The executives mentioned that grim effect of the pandemic Wednesday on a conference call the company held to go over earnings for the fourth quarter of 2021 with securities analysts.
The Louisville, Kentucky-based health insurer became actively involved in providing hospice services in August, when it acquired complete control of Kindred at Home, the largest U.S. home health and hospice provider, from joint venture partners.
Bruce Broussard, Humana’s CEO, noted on the analyst call that the company is working to sell a majority stake in the hospice business to another owner or owners.
Susan Diamond, Humana’s chief financial officer, said the integration of the Kindred at Homes operations is on track, despite the impact of the pandemic.

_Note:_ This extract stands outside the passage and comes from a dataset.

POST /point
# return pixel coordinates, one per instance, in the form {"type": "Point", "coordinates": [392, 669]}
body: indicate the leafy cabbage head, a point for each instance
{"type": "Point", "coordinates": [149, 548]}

Home health care services admissions were up in the “low single digits,” or somewhere under 5%, between the fourth quarter of 2020 and the fourth quarter of 2021 and between all of 2020 and all of 2021, Diamond said.
In the fourth quarter of 2021, “hospice experienced a low single-digit decline as compared to the fourth quarter of 2020,” and, for all of 2021, “hospice admissions were down low single single digits, year-over-year,” she added.
“It is important to note that hospice volumes have been impacted by the higher mortality rates driven by COVID, as well as by lower post-acute facility volumes,” Diamond said.